The 11th instalment of the annual FNB Joburg Art Fair makes a return to Sandton Convention Centre from 7-9 September, offering a diverse spread of contemporary art and design, exhibitions and initiatives. The fair provides a platform for artists, galleries, makers, thinkers and art enthusiasts from Africa and its diaspora to congregate and celebrate creative culture; ‘by the continent, for the continent.

David Krut Projects, Johannesburg
With galleries in Johannesburg, Cape Town and New York, David Krut Projects encourages an ‘awareness of arts careers, related media and contemporary culture’. Their print workshop and bookstore were the first art establishments on what is now Joburg’s eponymous Art Strip. Ethiopian Aida Muluneh will be this year’s profiled artist under the fair’s Limited Edition umbrella, showing her intensely vivid photographs which bring together geometrical jolts, body painting and garish blocks of colour. New work for the Memories in Development and Water Life series was created in Dallol, Ethiopia, a remote region below sea level with treacherous average temperatures of 50ºC, requiring exceptional physical endurance on the artist’s part. The project sprang from Water Aid UK’s ongoing quest to provide water and hygiene facilities in Africa, with a particular focus on the needs of women, an initiative the artist has been involved with for some time.

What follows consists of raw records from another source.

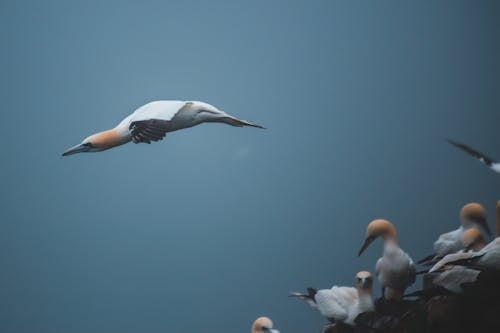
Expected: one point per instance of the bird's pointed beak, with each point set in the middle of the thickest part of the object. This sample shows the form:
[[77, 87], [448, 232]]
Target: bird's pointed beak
[[80, 148], [368, 241]]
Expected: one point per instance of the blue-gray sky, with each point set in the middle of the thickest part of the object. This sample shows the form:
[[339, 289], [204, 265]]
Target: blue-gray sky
[[214, 226]]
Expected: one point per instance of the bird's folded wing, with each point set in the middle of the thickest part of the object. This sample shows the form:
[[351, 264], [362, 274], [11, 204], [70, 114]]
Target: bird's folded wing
[[450, 258]]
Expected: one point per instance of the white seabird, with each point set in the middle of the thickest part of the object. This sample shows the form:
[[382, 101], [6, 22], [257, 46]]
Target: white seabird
[[395, 269], [342, 304], [263, 325], [486, 259], [490, 163], [471, 215], [152, 121], [452, 277]]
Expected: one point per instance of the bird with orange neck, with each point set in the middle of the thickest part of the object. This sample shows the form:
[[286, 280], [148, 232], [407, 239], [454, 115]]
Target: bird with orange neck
[[152, 121], [395, 269], [452, 277], [471, 215], [486, 259], [342, 304], [263, 325]]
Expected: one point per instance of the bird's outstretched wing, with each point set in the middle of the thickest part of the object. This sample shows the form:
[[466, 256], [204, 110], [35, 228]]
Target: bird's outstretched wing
[[480, 156], [149, 130], [152, 121]]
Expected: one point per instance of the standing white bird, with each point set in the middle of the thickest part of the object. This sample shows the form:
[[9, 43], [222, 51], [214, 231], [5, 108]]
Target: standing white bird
[[471, 215], [263, 325], [490, 163], [152, 121], [488, 258], [395, 269], [452, 277], [342, 304]]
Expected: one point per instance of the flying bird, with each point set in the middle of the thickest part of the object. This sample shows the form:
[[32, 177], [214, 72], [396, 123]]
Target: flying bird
[[263, 325], [493, 165], [395, 269], [152, 121], [342, 304], [471, 215]]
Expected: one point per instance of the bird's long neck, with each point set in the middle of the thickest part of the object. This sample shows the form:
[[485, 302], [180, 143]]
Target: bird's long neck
[[109, 139]]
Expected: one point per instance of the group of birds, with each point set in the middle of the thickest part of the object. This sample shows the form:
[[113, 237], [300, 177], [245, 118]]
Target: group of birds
[[460, 258]]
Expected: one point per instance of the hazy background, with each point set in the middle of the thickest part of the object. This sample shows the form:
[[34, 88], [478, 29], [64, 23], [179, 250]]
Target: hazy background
[[213, 227]]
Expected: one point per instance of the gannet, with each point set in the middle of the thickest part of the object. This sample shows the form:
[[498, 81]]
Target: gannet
[[471, 215], [263, 325], [452, 277], [486, 259], [490, 163], [395, 269], [152, 121], [342, 304]]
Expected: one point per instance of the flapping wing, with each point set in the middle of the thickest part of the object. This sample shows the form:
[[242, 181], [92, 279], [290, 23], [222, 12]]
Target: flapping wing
[[480, 156], [152, 121], [149, 130]]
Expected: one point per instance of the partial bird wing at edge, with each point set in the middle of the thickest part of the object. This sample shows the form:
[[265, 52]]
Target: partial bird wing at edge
[[471, 151]]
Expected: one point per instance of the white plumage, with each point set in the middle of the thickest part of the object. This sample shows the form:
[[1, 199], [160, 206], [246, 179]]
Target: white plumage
[[152, 121], [472, 215], [342, 304], [395, 269]]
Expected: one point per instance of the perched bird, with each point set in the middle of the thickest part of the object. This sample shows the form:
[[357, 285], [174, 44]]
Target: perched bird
[[486, 259], [490, 163], [263, 325], [395, 269], [152, 121], [342, 304], [452, 277], [471, 215]]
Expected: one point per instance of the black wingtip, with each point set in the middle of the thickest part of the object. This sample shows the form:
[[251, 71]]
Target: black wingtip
[[426, 259]]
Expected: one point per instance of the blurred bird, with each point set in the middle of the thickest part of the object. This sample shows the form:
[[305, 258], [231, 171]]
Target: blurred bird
[[486, 259], [452, 277], [490, 163], [263, 325], [342, 304], [152, 121], [471, 215], [395, 269]]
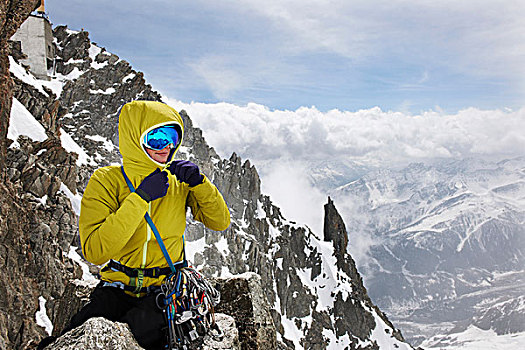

A women with face painting and black & white stipe background

Courtesy of David Krut Projects

(Image credit: Aida Muluneh)

Lest We Remember, 2017, by Aida Muluneh.

Addis Fine Art, Ethiopia
Ethiopia’s first local art platform, Addis Fine Art is located on the Horn of the African Peninsula, in Addis Ababa. It operates internationally, with an additional project space in Central London. It has sparked new interest in a previously overlooked region of Ethiopia, and is rapidly evolving into one of the most prominent galleries on the continent. This year, Addis will present Joburg Floating Tower by artist Addis Gezehagn, a new piece based on the deconstructed anatomy of Johannesburg’s Vodacom building. Local artist Merikokeb Berhanu taps into the physical structures of Addis Ababa, channelling Ethiopia’s rich and deeply rooted painting traditions. She will present a painted cluster of life bearing organic forms, including seed pods, embryos, fallopian tubes and pulsating cells, all cast against a complex network of gaunt, slumped female figures. Emerging photographer and fashion designer, Eyerusalem Jirenga will display a selection of vivid portraits capturing everyday street scenes. Through a language of voluminous African dress and striking colour fields, each figure is in motion, assuming a fictional role indifferent to the viewer’s gaze. 

Movart, Luanda
Originally conceived as a ‘pop-up’ gallery, Mov’Art has served as an interlocutor for contemporary art in Angola since 2014, seeking to defy stereotypes and illuminate a facet of Angolan culture little known to the rest of the world. In early 2017, following 16 successful mobile exhibitions, the gallery unveiled its first permanent space in Luanda. Mov’art will present a trio of distinctive artists at this year’s fair, Rene Tavares, Mário Macilau and Toy Boy, each grappling with themes of socio-political unrest. Through a series of ‘unfinished’ gestural dashes, lines and blotches, Tavares’ work comments on his personal experience of displacement within Africa’s post-colonial contact zones. Maputo-born Macilau immerses himself in the living and working conditions of marginalised social groups. He became a full-time photographer in 2007 after exchanging his mother’s mobile phone for a camera and has since exhibited his long-form photographic projects internationally. Toy Boy’s paintings, photography and installations are fuelled by a childhood spent at the heart of Angola’s civil war. They document historical urbanisation, tense division and the state’s contradiction with civilian interests.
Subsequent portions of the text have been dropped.